The owner of Kelowna’s Grateful Fed says he hopes his decision to sell the popular cafe and live music venue won’t mark the day the music died.
Kamel Abougoush announced Friday he is selling the music-themed business, saying he hopes he can find a buyer willing to keep it running.
“I’ll turn 70 on Wednesday,” he said when asked what prompted him to sell after 16 years. “It was time.”
On the Grateful Fed webpage, he wrote: “Well everybody, its been a 16-year run of music, parties food and fun. But as of Christmas 2018, the Abougoush family is saying goodbye to the Grateful Fed and moving on to the next adventure.”
Contacted at the the Bernard Avenue eatery Friday afternoon, Abougoush said what made the business successful was the ambiance inside.
“It was all about peace and love,” he said, adding the pictures of famous musicians that cover the walls only amplified that feeling.
He said he plans to close down Dec. 23 and “clean up the place” in early January.
“If we can’t find a buyer by February, I guess we’ll have to close it for good.”
But he hopes to find a buyer who can carry on what he, his family and staff created over the years at the Grateful Fed.
The cafe started as a sandwich shop in 2002 and, at the urging of his son, started to host local bands.
“Some nights we would have three of four bands playing, each doing an hour or so,” said Abougoush.
The Abougoush family is well-known in the city as owners and operators of several eateries over the years, including Bourbon Street, located in what is now the Creekside Pub, Kamel’s Sports Page on Leon Avenue, Doc’s Cafe, where the Minstrel Cafe is now located, and the former Sneaky Peach Pub in Peachland.
Abougoush, who still plays hockey two nights a week in the winter, said he’s not sure what retirement will look like for him but he plans to do it right.
“I’ve seen a whole mess of my friends retire and screw it up,” he joked. “So, I’ve been watching, and learning.”
He said he’s going out on a happy note and there is no plan for his son to take over the business.

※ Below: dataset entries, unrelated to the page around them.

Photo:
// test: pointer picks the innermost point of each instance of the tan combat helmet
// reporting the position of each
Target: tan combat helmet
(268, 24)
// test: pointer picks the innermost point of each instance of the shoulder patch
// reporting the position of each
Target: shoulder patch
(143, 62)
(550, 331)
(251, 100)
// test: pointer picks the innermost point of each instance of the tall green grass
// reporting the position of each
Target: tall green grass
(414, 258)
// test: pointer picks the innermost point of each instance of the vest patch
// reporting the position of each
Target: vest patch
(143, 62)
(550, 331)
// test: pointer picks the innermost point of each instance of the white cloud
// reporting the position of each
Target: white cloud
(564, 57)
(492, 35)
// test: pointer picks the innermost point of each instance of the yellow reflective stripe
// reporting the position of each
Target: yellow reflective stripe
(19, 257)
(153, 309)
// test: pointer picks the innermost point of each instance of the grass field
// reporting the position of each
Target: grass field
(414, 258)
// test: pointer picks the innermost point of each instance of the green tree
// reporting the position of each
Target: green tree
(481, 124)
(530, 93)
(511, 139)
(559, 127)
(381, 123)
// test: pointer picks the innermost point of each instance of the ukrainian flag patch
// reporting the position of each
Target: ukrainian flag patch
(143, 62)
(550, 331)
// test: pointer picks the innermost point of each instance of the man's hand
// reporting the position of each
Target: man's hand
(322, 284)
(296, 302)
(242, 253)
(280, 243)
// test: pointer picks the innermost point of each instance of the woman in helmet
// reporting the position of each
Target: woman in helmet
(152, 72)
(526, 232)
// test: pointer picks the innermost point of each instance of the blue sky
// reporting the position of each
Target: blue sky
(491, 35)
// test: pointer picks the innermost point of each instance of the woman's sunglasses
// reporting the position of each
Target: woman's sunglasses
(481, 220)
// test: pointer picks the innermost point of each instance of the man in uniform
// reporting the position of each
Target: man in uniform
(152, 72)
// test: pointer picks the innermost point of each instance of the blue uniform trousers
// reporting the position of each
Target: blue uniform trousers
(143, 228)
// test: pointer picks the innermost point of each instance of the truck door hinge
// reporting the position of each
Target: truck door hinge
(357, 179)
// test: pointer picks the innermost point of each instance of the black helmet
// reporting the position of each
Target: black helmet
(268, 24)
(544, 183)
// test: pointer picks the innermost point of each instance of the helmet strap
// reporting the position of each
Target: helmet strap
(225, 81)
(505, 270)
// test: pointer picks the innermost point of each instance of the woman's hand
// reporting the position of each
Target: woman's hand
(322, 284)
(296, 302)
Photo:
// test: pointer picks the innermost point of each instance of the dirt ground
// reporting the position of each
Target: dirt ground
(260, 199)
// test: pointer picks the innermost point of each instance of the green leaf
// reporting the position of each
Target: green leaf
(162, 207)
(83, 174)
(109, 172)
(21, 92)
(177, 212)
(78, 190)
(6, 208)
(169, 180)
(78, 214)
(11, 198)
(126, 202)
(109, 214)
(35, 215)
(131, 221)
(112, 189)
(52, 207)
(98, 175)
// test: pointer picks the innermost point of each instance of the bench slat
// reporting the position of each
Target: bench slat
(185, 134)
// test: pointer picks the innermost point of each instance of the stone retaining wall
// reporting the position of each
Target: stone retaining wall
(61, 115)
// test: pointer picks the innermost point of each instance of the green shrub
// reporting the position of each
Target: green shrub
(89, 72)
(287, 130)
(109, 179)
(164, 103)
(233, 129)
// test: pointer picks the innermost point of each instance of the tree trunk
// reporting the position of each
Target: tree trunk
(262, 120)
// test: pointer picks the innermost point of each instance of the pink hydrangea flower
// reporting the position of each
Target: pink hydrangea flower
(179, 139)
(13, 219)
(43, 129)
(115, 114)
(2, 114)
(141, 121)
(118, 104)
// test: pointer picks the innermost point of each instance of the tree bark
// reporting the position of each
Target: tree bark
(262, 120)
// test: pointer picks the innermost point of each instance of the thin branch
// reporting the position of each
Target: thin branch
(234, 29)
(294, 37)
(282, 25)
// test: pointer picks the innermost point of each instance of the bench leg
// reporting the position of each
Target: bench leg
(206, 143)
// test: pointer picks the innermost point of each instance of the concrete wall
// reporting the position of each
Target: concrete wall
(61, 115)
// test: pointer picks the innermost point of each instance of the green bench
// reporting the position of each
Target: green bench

“It was my dream, not his,” said Abougoush, a Lebanese immigrant who moved as a child with his family to Canada in the early 1960s and settled in northern Alberta.
He said his parents discovered Kelowna driving through to Vancouver, loved it and went back to Alberta and sold their farm. The family moved to Kelowna in 1968.
Abougoush moved to Calgary as a young man and moved back to Kelowna in 1978.
He said in retirement, he has no plans to leave.
Asked what he will miss about the Grateful Fed, didn’t have to think long to answer.
“If someone buys it, my pictures,” he said of the photos on the walls.
But if there is a new owner who keeps it open, he will get a chance to see them again and again because he said plans to be regular customer.